Individual datasets have different data schemas and file formats. For example, ASCERTAIN is provided as a series of Matlab .mat
files; CUADS as a set of CSV files, and DREAMER as a single, large, JSON formatted datafile. Parsing these data schemas can often
be time consuming, and memory and cpu intensive tasks. The dataset's preload() method is meant to mitigate this by parsing
the dataset into an easily usable intermediate format. The implementations provided parse the datasets into individual Numpy
files per trial, which can quickly retrieved in O(1) time at runtime.
Additionally, datasets are often very large in size and loading the full dataset into memory may be problematic in some environments.

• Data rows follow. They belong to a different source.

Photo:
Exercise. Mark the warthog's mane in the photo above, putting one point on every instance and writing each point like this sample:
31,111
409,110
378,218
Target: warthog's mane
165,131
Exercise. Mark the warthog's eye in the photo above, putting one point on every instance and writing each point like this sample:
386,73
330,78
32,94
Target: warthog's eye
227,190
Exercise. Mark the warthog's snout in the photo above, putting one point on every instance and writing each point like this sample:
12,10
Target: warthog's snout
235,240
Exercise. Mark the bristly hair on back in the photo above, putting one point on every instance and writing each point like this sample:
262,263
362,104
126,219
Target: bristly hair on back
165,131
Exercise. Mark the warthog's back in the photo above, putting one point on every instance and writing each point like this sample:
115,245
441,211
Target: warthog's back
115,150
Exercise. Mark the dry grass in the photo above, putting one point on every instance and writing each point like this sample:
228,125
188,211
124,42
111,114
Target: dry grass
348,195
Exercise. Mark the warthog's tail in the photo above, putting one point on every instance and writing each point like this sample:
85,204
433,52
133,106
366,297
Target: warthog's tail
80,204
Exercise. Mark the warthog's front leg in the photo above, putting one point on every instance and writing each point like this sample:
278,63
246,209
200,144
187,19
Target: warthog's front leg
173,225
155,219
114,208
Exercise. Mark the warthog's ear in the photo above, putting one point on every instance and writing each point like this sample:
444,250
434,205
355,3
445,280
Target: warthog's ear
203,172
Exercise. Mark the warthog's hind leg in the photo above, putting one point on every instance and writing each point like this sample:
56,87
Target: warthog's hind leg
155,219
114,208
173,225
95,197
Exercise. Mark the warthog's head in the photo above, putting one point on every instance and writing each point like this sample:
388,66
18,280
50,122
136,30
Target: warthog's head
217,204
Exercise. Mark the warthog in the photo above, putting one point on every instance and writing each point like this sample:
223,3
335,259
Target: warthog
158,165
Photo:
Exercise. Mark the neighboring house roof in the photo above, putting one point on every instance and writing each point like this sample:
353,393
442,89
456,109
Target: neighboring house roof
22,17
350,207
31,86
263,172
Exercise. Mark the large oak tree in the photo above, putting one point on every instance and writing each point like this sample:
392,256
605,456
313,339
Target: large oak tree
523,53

The load_trials() method only loads trial metadata, including participant and media IDs, truth values, etc. The underlying signal
data is not retrieved until it is needed when handling an individual trial.

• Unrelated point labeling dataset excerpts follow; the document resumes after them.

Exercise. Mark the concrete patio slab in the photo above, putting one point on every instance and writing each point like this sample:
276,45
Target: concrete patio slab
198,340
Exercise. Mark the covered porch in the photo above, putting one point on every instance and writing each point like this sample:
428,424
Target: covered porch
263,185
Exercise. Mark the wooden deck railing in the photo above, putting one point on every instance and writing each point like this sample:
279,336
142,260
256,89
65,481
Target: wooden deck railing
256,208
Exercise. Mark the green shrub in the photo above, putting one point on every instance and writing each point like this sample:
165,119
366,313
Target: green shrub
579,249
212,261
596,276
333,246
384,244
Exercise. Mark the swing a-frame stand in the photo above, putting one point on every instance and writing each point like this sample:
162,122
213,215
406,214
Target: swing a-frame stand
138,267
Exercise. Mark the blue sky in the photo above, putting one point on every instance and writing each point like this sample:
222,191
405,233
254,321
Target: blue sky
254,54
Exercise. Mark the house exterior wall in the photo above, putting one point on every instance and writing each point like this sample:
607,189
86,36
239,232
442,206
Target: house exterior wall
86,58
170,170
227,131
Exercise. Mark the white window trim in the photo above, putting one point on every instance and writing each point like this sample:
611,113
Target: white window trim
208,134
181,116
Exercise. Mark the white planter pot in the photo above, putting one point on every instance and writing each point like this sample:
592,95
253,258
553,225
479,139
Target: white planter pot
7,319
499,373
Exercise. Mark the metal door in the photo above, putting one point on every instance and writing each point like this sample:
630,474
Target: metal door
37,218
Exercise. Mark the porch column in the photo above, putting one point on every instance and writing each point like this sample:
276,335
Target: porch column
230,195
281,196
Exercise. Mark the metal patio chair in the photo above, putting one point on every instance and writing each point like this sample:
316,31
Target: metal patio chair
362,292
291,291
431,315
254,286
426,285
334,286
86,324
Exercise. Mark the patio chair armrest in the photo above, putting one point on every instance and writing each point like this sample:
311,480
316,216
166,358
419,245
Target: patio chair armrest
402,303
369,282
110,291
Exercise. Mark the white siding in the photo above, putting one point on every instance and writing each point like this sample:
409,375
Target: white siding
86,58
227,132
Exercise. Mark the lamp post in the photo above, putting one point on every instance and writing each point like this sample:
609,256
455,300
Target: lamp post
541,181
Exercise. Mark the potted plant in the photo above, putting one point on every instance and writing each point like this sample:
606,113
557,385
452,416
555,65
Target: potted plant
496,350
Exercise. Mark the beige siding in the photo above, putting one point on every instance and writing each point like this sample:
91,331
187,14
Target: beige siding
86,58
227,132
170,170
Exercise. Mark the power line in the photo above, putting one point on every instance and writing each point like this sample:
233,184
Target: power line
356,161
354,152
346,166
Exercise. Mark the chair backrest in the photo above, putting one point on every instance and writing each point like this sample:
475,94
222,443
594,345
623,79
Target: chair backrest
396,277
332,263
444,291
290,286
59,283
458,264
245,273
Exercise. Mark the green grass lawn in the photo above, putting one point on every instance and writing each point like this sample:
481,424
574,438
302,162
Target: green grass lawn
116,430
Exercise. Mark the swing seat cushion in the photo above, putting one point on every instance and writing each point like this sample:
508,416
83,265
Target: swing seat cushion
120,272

The dataset trials are instances of AERTrial. An AERTrial represents a single participant viewing a single stimulus. The
"ground truth" represents how the participant rated their own emotional response and is encoded as the quadrant number within
the arousal/valence plane. The raw arousal and valence scores are not currently exposed, but may be added in a future update.
The ground truth is provided as a quadrant number by default, but may also be requested using TruthType.AROUSAL and
TruthType.VALENCE instead.
Step 4: Learn About What Else You Can Do:
ARDT is a versatile framework that allows you to work with multiple datasets simultaneously. It provides APIs to wrap the datasets in TensorFlow Datasets for machine learning, and a comprehensive preprocessing pipeline for signal filtering and manipulation.
Much of this is covered in this README. For additional assistance you can open an issue on our GitHub, or reach out to the authors directly.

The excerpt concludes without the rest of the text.